Along with his mother, he gave complimentary blood pressure checks at a booth at the Fort Worth Convention Center during the straw poll, and addressed the delegates during the main session prior to voting along with candidates Rep. Duncan L. Hunter of California, Rep. Ron Paul of Texas, Alabama psychiatrist Hugh Cort, and Illinois lawyer John H. Cox.

During his campaign, McKinney often had the highest ranking at U4Prez.com of all candidates registered with the Federal Election Commission. McKinney ended his bid for the presidential race on November 14, 2007, announcing his intention to run for U.S. Congress from Georgia. On July 15, 2008, McKinney lost the Republican primary to John Stone.

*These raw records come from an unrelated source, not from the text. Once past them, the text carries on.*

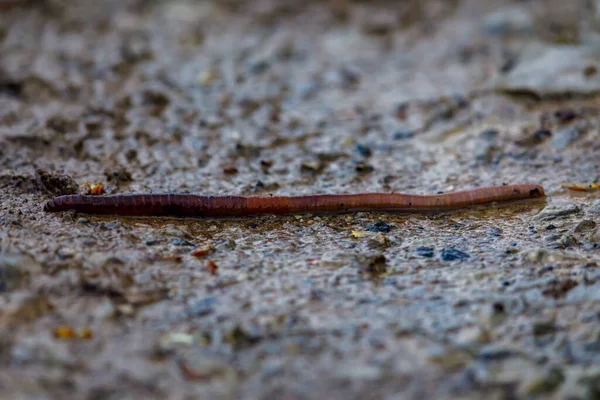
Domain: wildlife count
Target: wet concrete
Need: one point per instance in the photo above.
(289, 98)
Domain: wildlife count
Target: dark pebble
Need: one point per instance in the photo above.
(402, 135)
(379, 227)
(564, 116)
(364, 168)
(425, 251)
(181, 242)
(364, 151)
(451, 254)
(495, 354)
(541, 134)
(488, 134)
(112, 224)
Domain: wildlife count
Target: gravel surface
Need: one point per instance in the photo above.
(298, 97)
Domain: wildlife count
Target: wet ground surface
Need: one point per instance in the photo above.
(260, 97)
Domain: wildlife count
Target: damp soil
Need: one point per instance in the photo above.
(298, 97)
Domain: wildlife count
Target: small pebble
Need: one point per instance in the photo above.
(557, 210)
(181, 242)
(451, 254)
(585, 226)
(595, 207)
(424, 251)
(403, 135)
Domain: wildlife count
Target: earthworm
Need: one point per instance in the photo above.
(190, 205)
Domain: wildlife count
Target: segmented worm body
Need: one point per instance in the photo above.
(189, 205)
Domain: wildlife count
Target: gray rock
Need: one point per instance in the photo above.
(557, 210)
(562, 138)
(585, 226)
(545, 70)
(509, 21)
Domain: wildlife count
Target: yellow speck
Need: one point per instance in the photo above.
(358, 234)
(207, 77)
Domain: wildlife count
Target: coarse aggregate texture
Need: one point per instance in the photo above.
(299, 97)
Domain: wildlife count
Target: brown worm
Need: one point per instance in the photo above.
(189, 205)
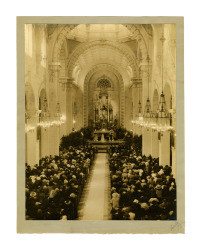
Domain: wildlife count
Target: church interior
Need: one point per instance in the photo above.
(100, 121)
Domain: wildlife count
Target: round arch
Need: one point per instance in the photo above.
(84, 47)
(105, 67)
(136, 30)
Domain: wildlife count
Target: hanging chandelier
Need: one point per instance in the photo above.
(162, 103)
(147, 113)
(58, 116)
(44, 119)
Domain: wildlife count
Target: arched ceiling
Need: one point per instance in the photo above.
(101, 44)
(92, 32)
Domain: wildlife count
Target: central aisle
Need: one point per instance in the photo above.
(96, 195)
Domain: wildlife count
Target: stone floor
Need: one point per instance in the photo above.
(95, 201)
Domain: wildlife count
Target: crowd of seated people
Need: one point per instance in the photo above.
(141, 189)
(54, 187)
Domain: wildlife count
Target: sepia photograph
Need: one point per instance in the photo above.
(100, 123)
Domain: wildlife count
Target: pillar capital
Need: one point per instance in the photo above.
(54, 69)
(66, 83)
(136, 82)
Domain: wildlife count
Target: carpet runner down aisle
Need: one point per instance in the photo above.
(95, 203)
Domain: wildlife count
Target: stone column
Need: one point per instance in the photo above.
(146, 141)
(32, 146)
(44, 142)
(164, 148)
(154, 144)
(54, 139)
(69, 105)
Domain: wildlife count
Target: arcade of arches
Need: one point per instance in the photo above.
(100, 76)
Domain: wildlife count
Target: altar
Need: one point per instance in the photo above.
(103, 135)
(103, 140)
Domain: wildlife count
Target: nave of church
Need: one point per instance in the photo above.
(100, 121)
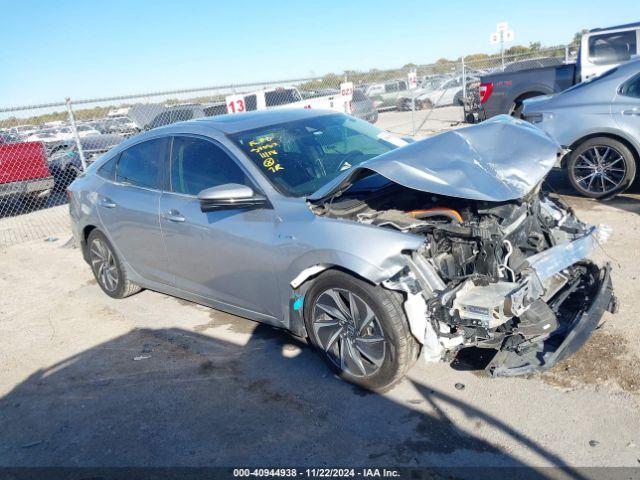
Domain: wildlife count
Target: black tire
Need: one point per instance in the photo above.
(400, 347)
(458, 99)
(616, 182)
(122, 287)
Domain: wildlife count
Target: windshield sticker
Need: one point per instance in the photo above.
(265, 148)
(391, 138)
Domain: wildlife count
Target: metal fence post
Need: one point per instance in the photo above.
(72, 120)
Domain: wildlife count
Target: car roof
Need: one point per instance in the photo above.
(239, 122)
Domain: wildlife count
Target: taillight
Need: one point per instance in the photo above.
(485, 91)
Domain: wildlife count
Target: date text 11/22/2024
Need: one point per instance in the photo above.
(317, 472)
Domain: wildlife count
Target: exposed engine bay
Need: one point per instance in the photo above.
(510, 276)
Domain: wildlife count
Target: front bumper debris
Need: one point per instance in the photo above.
(546, 354)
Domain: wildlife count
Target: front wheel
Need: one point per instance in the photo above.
(107, 267)
(360, 330)
(601, 167)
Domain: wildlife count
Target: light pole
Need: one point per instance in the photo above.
(501, 35)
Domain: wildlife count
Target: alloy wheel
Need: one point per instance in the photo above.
(600, 169)
(349, 332)
(104, 265)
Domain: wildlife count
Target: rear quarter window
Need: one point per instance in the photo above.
(108, 169)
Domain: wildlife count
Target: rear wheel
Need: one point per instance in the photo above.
(107, 268)
(360, 330)
(601, 167)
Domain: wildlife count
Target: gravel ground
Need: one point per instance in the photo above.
(86, 380)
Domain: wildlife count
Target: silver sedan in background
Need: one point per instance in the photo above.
(599, 121)
(376, 250)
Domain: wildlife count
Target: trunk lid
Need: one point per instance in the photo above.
(498, 160)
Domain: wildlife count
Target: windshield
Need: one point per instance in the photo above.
(299, 157)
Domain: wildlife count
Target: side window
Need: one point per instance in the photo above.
(197, 164)
(108, 169)
(141, 164)
(631, 88)
(171, 116)
(610, 48)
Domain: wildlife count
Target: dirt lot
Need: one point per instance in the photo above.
(151, 380)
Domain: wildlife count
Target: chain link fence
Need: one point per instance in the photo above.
(44, 147)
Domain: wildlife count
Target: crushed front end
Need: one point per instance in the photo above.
(503, 265)
(510, 276)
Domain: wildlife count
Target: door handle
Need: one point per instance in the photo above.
(106, 202)
(174, 216)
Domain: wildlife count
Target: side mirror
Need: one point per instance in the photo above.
(229, 196)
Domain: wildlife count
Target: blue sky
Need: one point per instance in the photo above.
(50, 49)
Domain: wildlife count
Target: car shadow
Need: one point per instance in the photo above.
(172, 397)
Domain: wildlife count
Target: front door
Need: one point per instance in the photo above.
(128, 206)
(224, 255)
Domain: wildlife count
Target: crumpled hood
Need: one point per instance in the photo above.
(497, 160)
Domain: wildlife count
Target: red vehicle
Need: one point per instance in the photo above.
(23, 170)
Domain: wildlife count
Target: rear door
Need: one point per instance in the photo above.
(128, 207)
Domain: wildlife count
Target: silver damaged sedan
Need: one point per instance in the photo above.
(377, 250)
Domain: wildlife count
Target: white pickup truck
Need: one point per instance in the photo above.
(289, 97)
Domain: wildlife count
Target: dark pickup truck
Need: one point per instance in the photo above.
(600, 49)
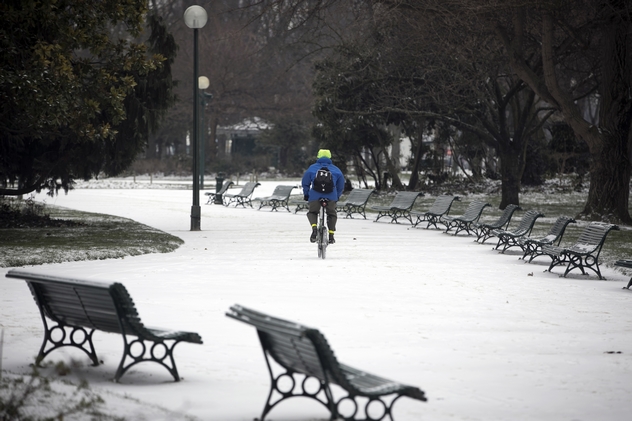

==2010 Congressional campaign==

On March 30, McKinney announced he was running for Congress against John Barrow. According to his website, he has been endorsed by the Tea Party Express.

In the Republican primary, McKinney and Thunderbolt Fire Chief Carl Smith, who earned 43% and 28% respectively, headed to a runoff. On July 25, 2010, Ray McKinney failed to appear for a debate against Smith. However, in the August 10th runoff, McKinney defeated Smith 62% to 38%.